I've just read on Slavenka and Obi's blog about a new punctuation mark that is available for purchase. As it so succinctly suggests in the name, SarcMark, it's for letting readers know your sentence is sarcastic.
It might have been useful when a British woman said, "It's jolly decent of them to let me have a half share of my win,"as a court awarded her only part of the prize in a lottery after the winning ticket fell from her pocket and someone else claimed to have won.
Yes, that sentence could have benefited from a specific punctuation mark.

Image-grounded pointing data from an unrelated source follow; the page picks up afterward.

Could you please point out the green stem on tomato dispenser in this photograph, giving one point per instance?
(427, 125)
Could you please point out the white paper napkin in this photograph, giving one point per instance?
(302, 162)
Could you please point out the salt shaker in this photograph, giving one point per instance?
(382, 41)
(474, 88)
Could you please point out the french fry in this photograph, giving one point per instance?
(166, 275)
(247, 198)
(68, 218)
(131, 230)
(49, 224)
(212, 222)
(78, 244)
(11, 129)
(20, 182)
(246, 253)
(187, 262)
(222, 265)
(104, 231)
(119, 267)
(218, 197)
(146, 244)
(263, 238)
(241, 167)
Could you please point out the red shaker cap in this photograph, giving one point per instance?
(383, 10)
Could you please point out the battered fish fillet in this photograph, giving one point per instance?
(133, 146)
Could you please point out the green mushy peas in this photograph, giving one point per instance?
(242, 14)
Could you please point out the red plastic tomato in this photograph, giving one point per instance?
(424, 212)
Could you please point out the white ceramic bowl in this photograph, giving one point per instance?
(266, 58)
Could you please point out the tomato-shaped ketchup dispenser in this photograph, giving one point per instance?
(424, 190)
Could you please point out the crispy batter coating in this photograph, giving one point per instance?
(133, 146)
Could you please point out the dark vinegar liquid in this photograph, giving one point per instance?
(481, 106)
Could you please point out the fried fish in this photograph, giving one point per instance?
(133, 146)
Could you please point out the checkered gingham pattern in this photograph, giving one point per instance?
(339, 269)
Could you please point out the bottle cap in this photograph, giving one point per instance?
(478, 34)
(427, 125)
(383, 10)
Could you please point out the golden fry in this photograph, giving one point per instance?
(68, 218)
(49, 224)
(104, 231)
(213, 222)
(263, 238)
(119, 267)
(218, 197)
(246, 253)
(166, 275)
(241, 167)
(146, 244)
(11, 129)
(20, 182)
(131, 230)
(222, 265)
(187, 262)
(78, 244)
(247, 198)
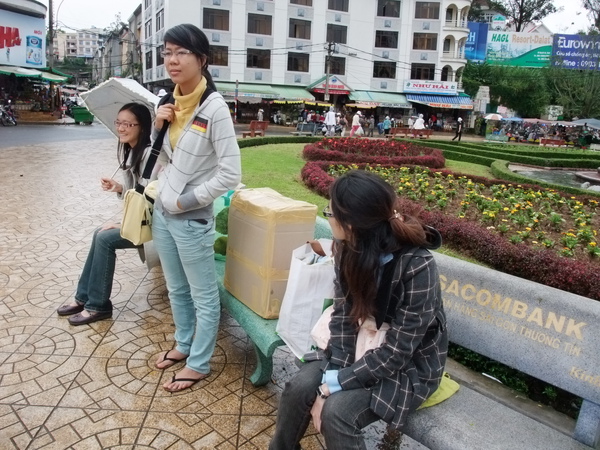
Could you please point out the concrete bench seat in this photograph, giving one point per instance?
(305, 129)
(260, 331)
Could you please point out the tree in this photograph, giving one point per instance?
(577, 91)
(523, 12)
(593, 6)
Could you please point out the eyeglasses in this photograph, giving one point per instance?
(179, 54)
(125, 124)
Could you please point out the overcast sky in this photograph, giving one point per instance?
(78, 14)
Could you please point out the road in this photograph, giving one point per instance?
(29, 134)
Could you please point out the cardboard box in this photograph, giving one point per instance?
(264, 228)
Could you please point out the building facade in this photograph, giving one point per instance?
(374, 47)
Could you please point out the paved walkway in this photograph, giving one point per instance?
(95, 386)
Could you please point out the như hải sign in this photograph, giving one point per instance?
(574, 51)
(22, 40)
(519, 49)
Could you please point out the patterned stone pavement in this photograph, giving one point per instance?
(95, 386)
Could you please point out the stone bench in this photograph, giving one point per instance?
(260, 331)
(305, 129)
(547, 333)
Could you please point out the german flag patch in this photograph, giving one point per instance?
(200, 124)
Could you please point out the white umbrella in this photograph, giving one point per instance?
(493, 116)
(105, 100)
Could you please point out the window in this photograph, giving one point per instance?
(422, 71)
(336, 33)
(218, 55)
(384, 69)
(337, 65)
(386, 39)
(299, 29)
(216, 19)
(259, 24)
(386, 8)
(148, 60)
(160, 20)
(159, 59)
(298, 62)
(258, 59)
(425, 41)
(427, 10)
(338, 5)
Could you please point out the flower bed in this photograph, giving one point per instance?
(352, 150)
(526, 231)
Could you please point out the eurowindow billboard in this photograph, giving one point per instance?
(22, 41)
(519, 49)
(575, 51)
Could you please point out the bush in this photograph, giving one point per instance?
(374, 152)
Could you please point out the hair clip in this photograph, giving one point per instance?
(396, 215)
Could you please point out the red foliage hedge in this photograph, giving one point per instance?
(354, 151)
(472, 239)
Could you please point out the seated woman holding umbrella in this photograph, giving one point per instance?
(92, 297)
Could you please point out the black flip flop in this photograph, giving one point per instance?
(166, 358)
(192, 380)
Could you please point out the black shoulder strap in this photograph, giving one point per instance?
(156, 146)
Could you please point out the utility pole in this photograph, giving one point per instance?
(330, 46)
(51, 51)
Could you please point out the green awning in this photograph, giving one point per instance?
(20, 71)
(52, 77)
(293, 93)
(378, 98)
(227, 89)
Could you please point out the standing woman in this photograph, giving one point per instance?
(201, 161)
(92, 298)
(384, 270)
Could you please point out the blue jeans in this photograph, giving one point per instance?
(95, 283)
(186, 252)
(344, 415)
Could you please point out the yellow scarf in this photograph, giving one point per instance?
(187, 105)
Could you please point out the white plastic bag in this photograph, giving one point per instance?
(310, 282)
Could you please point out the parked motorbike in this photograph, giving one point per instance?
(7, 116)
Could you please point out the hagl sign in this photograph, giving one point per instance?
(22, 40)
(430, 87)
(574, 51)
(519, 49)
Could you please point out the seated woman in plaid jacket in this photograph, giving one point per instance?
(384, 270)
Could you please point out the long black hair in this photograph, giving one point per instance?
(193, 39)
(144, 118)
(368, 210)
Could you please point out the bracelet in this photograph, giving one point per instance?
(321, 394)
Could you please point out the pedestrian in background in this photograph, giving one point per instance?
(330, 120)
(201, 161)
(371, 126)
(92, 297)
(387, 125)
(458, 129)
(383, 269)
(355, 123)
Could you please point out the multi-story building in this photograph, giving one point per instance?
(384, 53)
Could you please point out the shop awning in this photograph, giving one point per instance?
(292, 94)
(20, 71)
(246, 91)
(376, 98)
(441, 101)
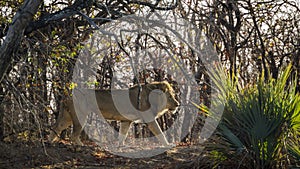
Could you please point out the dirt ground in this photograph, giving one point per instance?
(64, 155)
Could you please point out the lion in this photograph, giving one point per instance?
(142, 104)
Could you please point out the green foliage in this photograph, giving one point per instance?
(260, 123)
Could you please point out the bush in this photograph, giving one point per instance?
(260, 127)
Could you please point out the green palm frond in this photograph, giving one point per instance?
(260, 119)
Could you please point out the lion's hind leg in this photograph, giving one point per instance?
(156, 130)
(124, 127)
(64, 120)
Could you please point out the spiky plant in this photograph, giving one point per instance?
(260, 126)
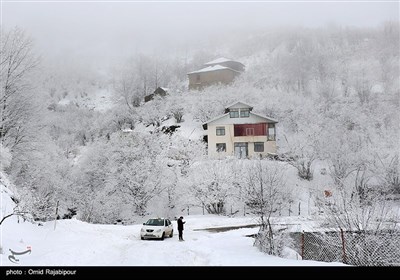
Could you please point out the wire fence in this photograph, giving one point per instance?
(359, 248)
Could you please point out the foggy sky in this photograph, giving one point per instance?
(116, 28)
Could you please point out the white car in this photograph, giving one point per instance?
(157, 228)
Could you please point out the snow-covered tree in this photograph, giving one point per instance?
(265, 191)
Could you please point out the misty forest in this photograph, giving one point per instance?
(82, 139)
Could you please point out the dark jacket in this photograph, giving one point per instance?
(180, 224)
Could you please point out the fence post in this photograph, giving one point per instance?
(299, 208)
(343, 247)
(302, 245)
(55, 220)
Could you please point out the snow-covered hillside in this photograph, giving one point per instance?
(76, 243)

I looked at the YouTube commercial for the SarkMark and, at first, I thought the examples weren't actually sarcasm, because they were so unsubtle and heavy-handed. But when I visited The Online Etymology Dictionary, where there is a table of types of humor (from Fowler's Modern English Usage, 1926, I began to think the British woman's remark may have been sardonic rather than sarcastic, because they were possibly self-directed and aimed at dealing with adversity, rather than aimed at a victim or bystander and intended to wound.
The SarcMark YouTube examples certainly fit the definition of sarcasm at WordNet - expressing or expressive of ridicule that wounds.
I was thinking of downloading the symbol - it's only a couple of dollars - but now that I've become more aware of the hurtful aspect of sarcasm I'm not going to do so.